# HFW'S Exclusive



## Haunty (May 31, 2006)

Hi everyone!

Just read about this event this morning, & want to share the news.

Haunty


Just wanted to pass this offer for Goatman Hollow's Backstage tour on to the haunt enthusiasts: 

GoatMan Hollow, Maryland and Washington D.C.’s premiere theatrical interactive haunted experience as seen on the Travel Channel’s: America’s Scariest Haunted Attractions 2007 will be holding a special event for all haunters, vendors to the haunted attraction industry and haunt enthusiasts to coincide with the HorrorFindWeekend convention being held on the weekend of the 15th, 16th and 17th of August in Adelphi Maryland. GoatMan Hollow will be conducting backstage tours and a special presentation of one scene from the 2008 October production for this special event. This will be the only chance you will have to see the behind the scenes production of Maryland and D.C.’s most unique haunt experience and you will be the first to see a scene that will be in the October presentation of this years haunt. This special event will be held on Saturday August 16th and will start at 8:00 pm and continue until 9:00 pm and all tour groups will be escorted. The location of this event will be held off location 1.5 miles from the actual convention at the GoatMan Hollow haunt located at 6100 Rhode Island Ave in Riverdale Maryland, and you will be responsible for transportation to and from GoatMan Hollow as a shuttle service will not be available. All haunters and haunt enthusiasts who will be attending the HorrorFindWeekend convention as well as any haunter that is not attending the convention are encouraged to attend. The cost for attending this special event is free for all Haunters. There will be a fee of $5 for all haunt enthusiasts that would like to attend and you must be a HorrorFindWeekend attendee to be a part of this event. 

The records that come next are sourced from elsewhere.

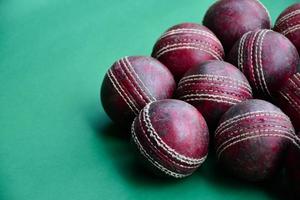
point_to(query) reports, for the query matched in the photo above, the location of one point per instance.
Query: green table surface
(56, 142)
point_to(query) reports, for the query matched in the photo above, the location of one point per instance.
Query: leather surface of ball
(252, 138)
(172, 136)
(213, 87)
(288, 24)
(289, 99)
(133, 82)
(268, 60)
(293, 168)
(186, 45)
(230, 19)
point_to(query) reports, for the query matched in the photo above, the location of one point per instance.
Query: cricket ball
(133, 82)
(267, 58)
(172, 136)
(230, 19)
(252, 138)
(288, 99)
(213, 87)
(187, 45)
(288, 24)
(293, 168)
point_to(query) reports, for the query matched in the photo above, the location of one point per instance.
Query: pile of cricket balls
(217, 101)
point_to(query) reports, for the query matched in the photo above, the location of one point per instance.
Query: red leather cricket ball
(252, 138)
(267, 58)
(288, 24)
(293, 168)
(186, 45)
(133, 82)
(213, 87)
(172, 136)
(288, 99)
(230, 19)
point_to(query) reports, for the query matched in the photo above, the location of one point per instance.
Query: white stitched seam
(252, 137)
(291, 101)
(191, 31)
(248, 115)
(260, 72)
(214, 84)
(151, 160)
(263, 129)
(192, 97)
(161, 143)
(251, 59)
(122, 93)
(212, 91)
(129, 81)
(266, 10)
(209, 77)
(291, 29)
(189, 46)
(142, 87)
(189, 42)
(187, 166)
(287, 17)
(241, 52)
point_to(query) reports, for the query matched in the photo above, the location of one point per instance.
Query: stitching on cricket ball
(266, 10)
(151, 160)
(152, 133)
(241, 51)
(210, 77)
(122, 92)
(251, 59)
(181, 41)
(209, 97)
(259, 63)
(287, 17)
(249, 115)
(214, 91)
(252, 137)
(142, 86)
(230, 133)
(246, 134)
(123, 65)
(190, 31)
(156, 149)
(291, 101)
(181, 46)
(291, 29)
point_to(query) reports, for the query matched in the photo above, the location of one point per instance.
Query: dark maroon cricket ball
(133, 82)
(267, 58)
(172, 136)
(252, 138)
(213, 87)
(288, 24)
(293, 168)
(288, 99)
(187, 45)
(230, 19)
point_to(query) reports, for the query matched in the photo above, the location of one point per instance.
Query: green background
(56, 142)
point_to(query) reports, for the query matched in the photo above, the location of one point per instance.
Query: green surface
(55, 140)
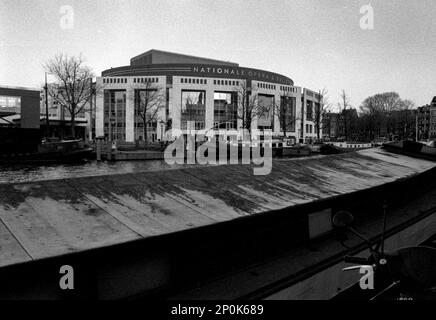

Refreshments will be supplied for all who attend this event. After the backstage tour and scene performance are complete, all haunters and haunt vendors are encouraged to stay and hangout with the GoatMan Hollow crew and talk haunting. All others will be required to leave after the tour has ended. GoatMan Hollow will not be supplying any alcohol for the haunters and haunt vendors hangout event after the tour…but if you would like to bring some with you…please feel free to do so for hanging out after the tour. Just remember to drink responsibly. Again…all haunters and haunt vendors are invited to attend this event. All haunt enthusiasts that are attending the HFW convention are invited to attend but must pay a small fee for entry and you must show your HFW wristband to gain entrance to the tour. Haunters and haunt vendors only are invited to hangout at GoatMan Hollow after the tour is complete. All others must leave after the tour has ended. If you are a haunter or haunt enthusiast that is attending the HorrorFindWeekend convention and would like to attend this special backstage production event…please make sure to stop by GoatMan Hollow’s booth while at the convention before the vendor’s floor closes on Saturday August 16th to sign up for this event. If you are a haunter or haunt vendor that is not attending the convention and would still like to attend the special event…please contact GoatMan Hollow via phone at 301-442-4670 to sign up over the phone. If you would like to learn more about GoatMan Hollow or need directions to GoatMan Hollow…please visit the website at goatmanhollow.com.


----------



## halloweenscreamqueen (Jul 23, 2007)

THANKS!!! I can't WAIT to see this!!


----------



## Haunty (May 31, 2006)

I went with my anticipation but, was disapointed.


----------